Our study has strengths. The closed-chest porcine model is very similar to the actual clinical setting for the treatment of acute MI,[Citation22] making the results easier to extrapolate to humans. Our results with regard to SD of the relative infarct size, mortality and occurrence of VF are comparable to other studies employing the same model. The study also has limitations. The SD of the relative infarct size proved to be 17% in our study and not 7.5% as estimated based on a similar work.[Citation10] Thus, we need a considerably larger sample size in order to either confirm or reject the hypothesis of a 20% reduction in relative infarct size with active treatment. A post-hoc calculation showed that we would need 46 pigs in each group to detect a possible 20% reduction, and that we have power to detect a 38% reduction in relative infarct size. The SD for the relative infarct size in our study is, however, similar to other recent works employing the same model [Citation3,Citation10,Citation15] with an SD of 10–20%, indicating that the data in our study are comparable to similar studies.

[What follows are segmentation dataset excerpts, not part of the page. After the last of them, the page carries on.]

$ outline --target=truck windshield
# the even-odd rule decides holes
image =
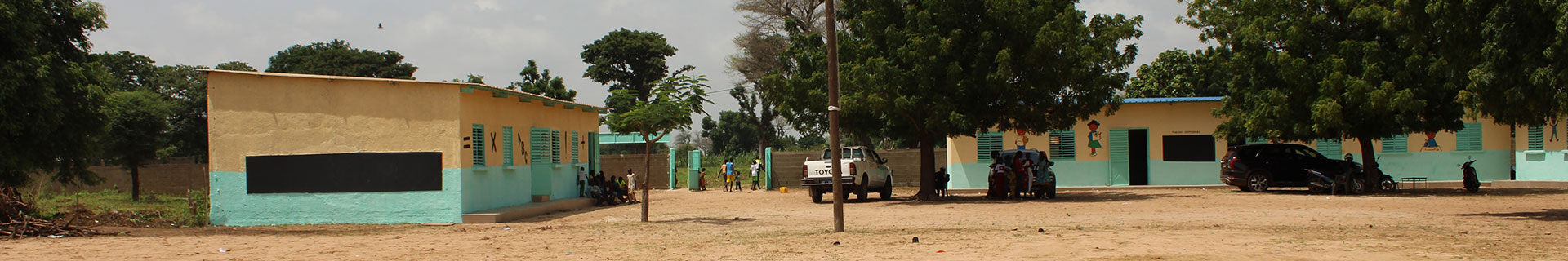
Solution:
[[[844,148],[844,155],[842,156],[844,158],[866,158],[866,152],[855,150],[855,148]],[[822,159],[833,159],[833,155],[828,155],[828,150],[822,150]]]

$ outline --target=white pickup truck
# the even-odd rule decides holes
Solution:
[[[850,198],[850,194],[855,194],[856,198],[866,200],[867,194],[875,191],[883,200],[892,198],[892,169],[886,166],[887,159],[869,147],[844,147],[842,152],[839,169],[844,173],[845,194],[839,197]],[[822,194],[833,192],[831,156],[828,150],[822,150],[822,159],[806,161],[801,166],[800,183],[809,189],[811,202],[822,203]]]

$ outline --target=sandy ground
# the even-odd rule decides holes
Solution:
[[[129,234],[0,241],[0,259],[1568,259],[1568,191],[1482,192],[895,197],[850,200],[847,231],[829,233],[833,205],[798,191],[662,191],[648,223],[624,205],[448,227],[103,228]]]

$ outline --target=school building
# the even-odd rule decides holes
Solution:
[[[574,198],[608,113],[472,83],[205,72],[213,225],[456,223]]]
[[[1040,136],[996,131],[947,138],[949,188],[986,188],[989,152],[1013,148],[1049,152],[1057,163],[1057,186],[1223,184],[1220,158],[1237,144],[1214,136],[1215,127],[1225,122],[1214,116],[1220,100],[1124,98],[1113,116],[1093,116],[1071,130]],[[1455,133],[1411,133],[1372,141],[1372,145],[1383,172],[1396,180],[1461,180],[1458,164],[1469,159],[1477,159],[1474,167],[1482,181],[1510,180],[1515,158],[1519,159],[1519,180],[1568,180],[1563,170],[1568,169],[1563,153],[1568,142],[1541,142],[1540,127],[1529,130],[1532,136],[1515,145],[1512,127],[1465,119],[1465,128]],[[1361,161],[1356,139],[1322,139],[1306,145],[1333,159],[1355,153],[1355,161]],[[1530,150],[1515,150],[1526,145]]]

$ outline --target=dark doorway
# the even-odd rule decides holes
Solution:
[[[1127,130],[1127,181],[1149,184],[1149,130]]]

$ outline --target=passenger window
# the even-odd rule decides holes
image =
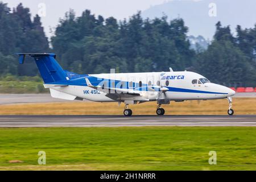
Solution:
[[[196,84],[197,83],[197,80],[195,79],[192,80],[192,84]]]
[[[140,81],[139,82],[139,87],[142,87],[142,82],[141,82],[141,81]]]
[[[159,86],[160,85],[160,81],[158,81],[156,82],[156,85]]]
[[[169,86],[169,80],[166,80],[166,86]]]
[[[152,82],[151,81],[148,81],[148,86],[151,86],[152,85]]]
[[[129,88],[133,88],[133,82],[132,81],[129,82]]]

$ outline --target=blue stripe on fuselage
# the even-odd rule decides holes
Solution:
[[[103,78],[99,78],[95,77],[92,76],[87,76],[87,77],[82,77],[78,78],[72,79],[69,80],[68,81],[68,84],[69,85],[76,85],[76,86],[86,86],[87,85],[85,82],[85,78],[87,77],[89,80],[89,81],[91,82],[92,84],[93,85],[98,85],[101,82],[102,82],[104,79]],[[106,80],[109,81],[109,86],[113,88],[113,86],[112,85],[111,83],[114,82],[115,83],[115,86],[116,86],[117,83],[122,81],[119,80]],[[133,86],[135,86],[135,88],[129,88],[129,82],[127,81],[122,81],[125,83],[125,86],[123,86],[123,89],[133,89],[134,90],[138,90],[138,88],[139,87],[139,83],[135,83],[134,84]],[[61,82],[58,82],[58,83],[49,83],[48,84],[53,84],[53,85],[61,85]],[[67,83],[65,82],[65,84],[63,83],[63,85],[66,85]],[[148,85],[142,84],[142,86],[148,86]],[[151,85],[152,86],[154,86],[155,85]],[[175,87],[170,87],[170,86],[166,86],[164,87],[167,88],[169,90],[167,92],[183,92],[183,93],[205,93],[205,94],[227,94],[227,93],[221,93],[221,92],[208,92],[208,91],[203,91],[203,90],[192,90],[192,89],[183,89],[183,88],[175,88]],[[141,89],[139,89],[141,90]],[[143,90],[144,91],[144,90]],[[146,90],[144,91],[149,91],[147,88]]]
[[[166,86],[167,87],[167,86]],[[227,94],[227,93],[221,93],[221,92],[213,92],[208,91],[203,91],[198,90],[192,90],[187,89],[182,89],[179,88],[175,87],[167,87],[169,89],[167,92],[188,92],[188,93],[209,93],[209,94]]]

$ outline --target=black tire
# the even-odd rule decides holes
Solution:
[[[229,115],[232,115],[234,114],[234,110],[233,110],[232,109],[230,109],[230,110],[228,110],[228,114]]]
[[[163,115],[165,112],[166,111],[163,108],[159,108],[156,110],[156,114],[158,115]]]
[[[133,115],[133,111],[130,109],[125,109],[123,111],[123,115],[125,115],[125,116],[131,116]]]

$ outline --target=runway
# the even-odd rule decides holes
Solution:
[[[237,93],[233,97],[255,98],[256,92]],[[85,101],[84,100],[84,102]],[[80,101],[67,101],[54,98],[49,93],[46,94],[0,94],[0,105],[22,104],[32,103],[49,102],[80,102]]]
[[[10,115],[0,127],[256,126],[256,115]]]

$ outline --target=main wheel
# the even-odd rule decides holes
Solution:
[[[156,110],[156,114],[158,115],[163,115],[166,113],[166,111],[163,108],[159,108]]]
[[[123,111],[123,115],[125,116],[131,116],[133,115],[133,111],[130,109],[126,109]]]
[[[234,110],[233,110],[232,109],[229,109],[229,110],[228,110],[228,114],[229,115],[232,115],[234,114]]]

In conclusion, our data does neither support a cardioprotective effect of liraglutide nor of ischemic postconditioning nor of the combined treatment in the setting of acute MI in pigs using a closed-chest model. Since in several species and studies, although not invariably, both ischemic postconditioning and GLP-1 analogs have been shown to reduce myocardial damage, our data may suggest that duration of ischemia and very proximal LAD-occlusion and thus large infarct sizes are important factors that blunt the ability to protect against reperfusion injury. Furthermore, the concentration of liraglutide at a major ischemic insult, experimental setup and treatment regimen (pretreatment or acute treatment) may play an important role in the cardioprotective efficacy of the highly protein-bound liraglutide, which may not be as pronounced as that of exenatide, other GLP-1 analogs or native GLP-1. Further studies are required with larger sample sizes in order to make final conclusions on the cardioprotective properties of liraglutide and concomitant treatment with ischemic postconditioning. Moreover, studies examining the window of opportunity with regards to conditioning treatment of reperfusion injury as well as the optimal postconditioning protocol are warranted.

Funding information

The work was funded by research grants from Nordsjællands Hospital Hillerød and grants from Arvid Nielssons Foundation and the A.P. Møller Foundation.

Acknowledgements

Helga Schultz, Marie Moth Henriksen, Ditte Madsen Andersen, Christian Frandsen, Marie-Louise Allingbjerg, Jon Bjørn, Camilla Bang Jespersen, Annika Crone Boelsmand Søndergaard, Christoffer Lundsgaard, Nadja Rossau, Kirstine Roll Vestergaard, Jacob Hartmann and Anne Agersted are thanked for assistance during the experiments.

Disclosure statement

Ulrik Pedersen-Bjergaard: Novo Nordisk Advisory Board.

Thomas Engstrøm: Novo Nordisk Advisory Board and speaker.